Crabb also suggested that if the UK needed additional LNG imports it should instead look to "allies such as Qatar, Malaysia and Australia who are more than willing to sell it to us." The UK is less dependent than much of Europe on direct Russian gas supplies, but it does buy gas from Gazprom Export and Gazprom's UK-based trading arm Gazprom Marketing & Trading.

For instance, UK utility Centrica has a long-term contract with GMT for the supply of an average of 4.2 Bcm a year of gas.

One cargo of LNG from the newly operational Yamal LNG facility in northern Russia has also been delivered into the UK grid since the plant started up in December, with one other re-exported to the US.

A third cargo from Yamal LNG landed at the Isle of Grain LNG import terminal on Tuesday and offloaded its cargo, though it is unclear whether the gas will enter the UK grid or be re-exported to a different destination.

May's comments come after the government earlier Wednesday said it would introduce a series of measures against Russia over the Skripal poisoning, including expelling 23 diplomats and freezing Russian state assets "wherever we have the evidence that they may be used to threaten the life or property of UK nationals or residents."

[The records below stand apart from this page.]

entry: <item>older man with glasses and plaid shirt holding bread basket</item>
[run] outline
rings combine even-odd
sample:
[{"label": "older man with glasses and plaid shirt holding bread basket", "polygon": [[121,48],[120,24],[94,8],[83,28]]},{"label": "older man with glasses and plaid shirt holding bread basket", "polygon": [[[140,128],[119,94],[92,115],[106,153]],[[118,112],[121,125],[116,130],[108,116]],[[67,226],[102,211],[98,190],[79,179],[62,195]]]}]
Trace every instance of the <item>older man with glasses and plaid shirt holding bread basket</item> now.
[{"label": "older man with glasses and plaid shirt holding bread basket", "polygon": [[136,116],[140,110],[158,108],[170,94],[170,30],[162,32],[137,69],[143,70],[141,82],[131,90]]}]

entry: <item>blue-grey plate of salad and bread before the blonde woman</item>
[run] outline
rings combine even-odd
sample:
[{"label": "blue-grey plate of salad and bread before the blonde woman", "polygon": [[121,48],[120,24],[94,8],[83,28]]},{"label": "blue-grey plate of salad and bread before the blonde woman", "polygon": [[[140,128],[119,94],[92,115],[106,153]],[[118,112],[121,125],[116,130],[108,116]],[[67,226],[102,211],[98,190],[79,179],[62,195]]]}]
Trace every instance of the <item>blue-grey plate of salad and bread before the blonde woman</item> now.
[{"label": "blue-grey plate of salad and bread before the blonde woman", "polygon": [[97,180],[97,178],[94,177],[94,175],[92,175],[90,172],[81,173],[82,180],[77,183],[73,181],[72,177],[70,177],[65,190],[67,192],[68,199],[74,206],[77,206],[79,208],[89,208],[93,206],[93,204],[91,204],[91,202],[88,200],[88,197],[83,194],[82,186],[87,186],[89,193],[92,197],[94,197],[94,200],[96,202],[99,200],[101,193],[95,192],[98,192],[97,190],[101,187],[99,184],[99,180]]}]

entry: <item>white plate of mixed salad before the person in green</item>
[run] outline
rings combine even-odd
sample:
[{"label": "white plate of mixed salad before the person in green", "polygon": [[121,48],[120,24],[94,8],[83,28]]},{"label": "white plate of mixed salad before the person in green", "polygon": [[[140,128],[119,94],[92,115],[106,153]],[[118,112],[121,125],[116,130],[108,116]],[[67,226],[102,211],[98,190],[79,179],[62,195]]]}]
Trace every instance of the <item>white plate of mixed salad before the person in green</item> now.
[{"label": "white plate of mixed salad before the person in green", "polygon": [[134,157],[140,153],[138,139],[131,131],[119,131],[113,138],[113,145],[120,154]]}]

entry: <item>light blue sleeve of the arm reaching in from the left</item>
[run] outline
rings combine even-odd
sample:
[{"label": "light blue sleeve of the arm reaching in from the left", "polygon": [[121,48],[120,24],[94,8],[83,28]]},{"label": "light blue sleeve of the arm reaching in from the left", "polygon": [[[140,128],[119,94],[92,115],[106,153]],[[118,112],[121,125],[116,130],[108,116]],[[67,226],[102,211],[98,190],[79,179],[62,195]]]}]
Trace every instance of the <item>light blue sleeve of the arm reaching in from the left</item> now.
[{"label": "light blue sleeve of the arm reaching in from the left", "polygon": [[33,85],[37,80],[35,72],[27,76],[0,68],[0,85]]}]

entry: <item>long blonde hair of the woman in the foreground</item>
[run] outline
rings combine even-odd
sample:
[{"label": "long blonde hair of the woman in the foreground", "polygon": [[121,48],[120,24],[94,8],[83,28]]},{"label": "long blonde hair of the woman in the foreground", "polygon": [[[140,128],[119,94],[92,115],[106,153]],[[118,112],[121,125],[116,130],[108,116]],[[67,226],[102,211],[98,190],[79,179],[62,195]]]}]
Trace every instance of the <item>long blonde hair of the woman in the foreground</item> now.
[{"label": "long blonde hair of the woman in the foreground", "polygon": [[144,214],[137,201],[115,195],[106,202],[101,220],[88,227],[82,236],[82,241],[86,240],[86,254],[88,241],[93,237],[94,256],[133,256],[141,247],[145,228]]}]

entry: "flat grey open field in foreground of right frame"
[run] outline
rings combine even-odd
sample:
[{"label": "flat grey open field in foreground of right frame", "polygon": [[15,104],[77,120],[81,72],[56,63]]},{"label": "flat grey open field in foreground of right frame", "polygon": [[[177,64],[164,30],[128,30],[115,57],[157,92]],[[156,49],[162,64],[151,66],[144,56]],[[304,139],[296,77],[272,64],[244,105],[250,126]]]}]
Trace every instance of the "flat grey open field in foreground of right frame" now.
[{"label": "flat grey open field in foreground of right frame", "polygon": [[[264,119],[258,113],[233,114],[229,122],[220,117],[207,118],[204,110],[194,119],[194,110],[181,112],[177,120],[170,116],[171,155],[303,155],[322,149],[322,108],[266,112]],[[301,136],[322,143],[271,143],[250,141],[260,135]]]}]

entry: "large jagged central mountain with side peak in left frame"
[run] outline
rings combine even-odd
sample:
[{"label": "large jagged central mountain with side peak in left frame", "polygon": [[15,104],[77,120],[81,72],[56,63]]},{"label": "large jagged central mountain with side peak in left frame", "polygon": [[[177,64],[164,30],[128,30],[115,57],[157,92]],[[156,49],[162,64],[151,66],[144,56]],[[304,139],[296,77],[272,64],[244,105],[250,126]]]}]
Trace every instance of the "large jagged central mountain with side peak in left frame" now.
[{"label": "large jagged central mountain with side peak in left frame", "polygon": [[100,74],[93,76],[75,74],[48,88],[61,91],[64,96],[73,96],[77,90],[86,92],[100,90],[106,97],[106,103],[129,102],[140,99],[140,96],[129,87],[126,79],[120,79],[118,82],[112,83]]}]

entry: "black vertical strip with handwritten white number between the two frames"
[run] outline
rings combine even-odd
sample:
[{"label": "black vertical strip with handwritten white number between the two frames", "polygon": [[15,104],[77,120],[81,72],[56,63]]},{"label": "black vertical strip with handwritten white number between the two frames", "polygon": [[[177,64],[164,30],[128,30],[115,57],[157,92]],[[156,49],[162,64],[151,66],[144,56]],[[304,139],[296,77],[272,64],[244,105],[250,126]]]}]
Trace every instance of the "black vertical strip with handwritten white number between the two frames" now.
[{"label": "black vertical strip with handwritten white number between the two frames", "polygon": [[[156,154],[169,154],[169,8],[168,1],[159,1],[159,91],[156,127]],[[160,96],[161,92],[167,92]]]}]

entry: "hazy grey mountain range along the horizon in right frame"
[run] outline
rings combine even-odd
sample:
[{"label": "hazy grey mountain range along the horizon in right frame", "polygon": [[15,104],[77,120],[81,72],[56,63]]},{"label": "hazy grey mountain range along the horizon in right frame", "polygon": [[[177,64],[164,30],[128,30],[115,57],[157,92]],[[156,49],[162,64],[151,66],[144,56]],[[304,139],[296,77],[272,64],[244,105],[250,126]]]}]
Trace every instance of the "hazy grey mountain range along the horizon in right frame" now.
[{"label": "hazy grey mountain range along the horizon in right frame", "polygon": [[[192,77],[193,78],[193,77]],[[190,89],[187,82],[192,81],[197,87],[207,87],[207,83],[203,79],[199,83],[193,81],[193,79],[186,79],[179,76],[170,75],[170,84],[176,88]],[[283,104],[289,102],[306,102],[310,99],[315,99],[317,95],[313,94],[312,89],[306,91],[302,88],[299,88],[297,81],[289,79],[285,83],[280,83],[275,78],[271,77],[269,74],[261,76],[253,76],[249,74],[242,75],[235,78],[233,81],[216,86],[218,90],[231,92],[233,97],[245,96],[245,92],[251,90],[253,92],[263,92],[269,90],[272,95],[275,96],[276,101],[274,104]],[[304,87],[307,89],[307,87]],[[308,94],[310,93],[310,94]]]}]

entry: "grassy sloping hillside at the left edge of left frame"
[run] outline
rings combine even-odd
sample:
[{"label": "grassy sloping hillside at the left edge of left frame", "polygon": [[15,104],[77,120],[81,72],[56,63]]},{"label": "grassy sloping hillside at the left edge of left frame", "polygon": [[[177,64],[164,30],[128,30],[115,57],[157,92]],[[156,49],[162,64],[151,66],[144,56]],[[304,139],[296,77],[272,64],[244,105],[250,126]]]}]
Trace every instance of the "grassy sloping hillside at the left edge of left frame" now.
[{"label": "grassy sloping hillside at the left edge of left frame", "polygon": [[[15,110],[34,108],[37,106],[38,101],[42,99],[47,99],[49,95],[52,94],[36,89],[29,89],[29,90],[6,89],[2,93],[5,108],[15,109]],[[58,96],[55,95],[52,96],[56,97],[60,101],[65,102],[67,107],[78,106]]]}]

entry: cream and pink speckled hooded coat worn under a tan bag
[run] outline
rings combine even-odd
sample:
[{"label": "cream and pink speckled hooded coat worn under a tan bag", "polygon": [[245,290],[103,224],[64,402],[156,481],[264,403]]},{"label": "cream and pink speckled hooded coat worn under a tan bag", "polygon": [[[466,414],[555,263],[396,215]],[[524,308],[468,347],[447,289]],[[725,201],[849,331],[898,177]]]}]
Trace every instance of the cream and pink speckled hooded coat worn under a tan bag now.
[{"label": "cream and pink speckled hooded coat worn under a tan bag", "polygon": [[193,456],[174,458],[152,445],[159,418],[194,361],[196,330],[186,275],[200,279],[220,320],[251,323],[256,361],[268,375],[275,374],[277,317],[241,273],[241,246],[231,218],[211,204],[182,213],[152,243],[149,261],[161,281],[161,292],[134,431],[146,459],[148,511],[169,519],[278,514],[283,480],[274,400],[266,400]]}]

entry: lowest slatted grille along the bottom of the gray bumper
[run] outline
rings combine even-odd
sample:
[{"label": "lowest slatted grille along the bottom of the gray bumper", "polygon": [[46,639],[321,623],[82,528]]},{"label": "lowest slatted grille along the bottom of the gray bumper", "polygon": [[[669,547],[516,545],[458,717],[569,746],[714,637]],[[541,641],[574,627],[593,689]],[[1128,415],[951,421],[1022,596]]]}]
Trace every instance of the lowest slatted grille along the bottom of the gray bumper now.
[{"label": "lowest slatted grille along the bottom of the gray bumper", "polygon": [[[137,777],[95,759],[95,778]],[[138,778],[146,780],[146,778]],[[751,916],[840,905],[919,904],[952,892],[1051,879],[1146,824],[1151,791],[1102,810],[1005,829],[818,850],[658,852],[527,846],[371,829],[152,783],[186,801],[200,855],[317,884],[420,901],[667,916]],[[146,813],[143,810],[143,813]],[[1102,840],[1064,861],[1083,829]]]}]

The UK day-ahead contract ticked down on Wednesday, trading at 60 p/th, as UK gas traders shrugged off May's comments.

A trader said that May's comments looked "very vague" and that there was "nothing she could do in reality."

Another trader said: "Until we see gas switched off, I think nothing much is going to happen."

The increased rhetoric around Russian gas supplies to the UK has also prompted a response from the UK GMB labor union, which said the UK should invest more in its own energy sector so it would not be reliant on foreign suppliers.

"We need a serious strategy and investment in UK energy to make sure we can stand on our own two feet," it said. "We cannot and should not be beholden to foreign powers who could turn the tap off."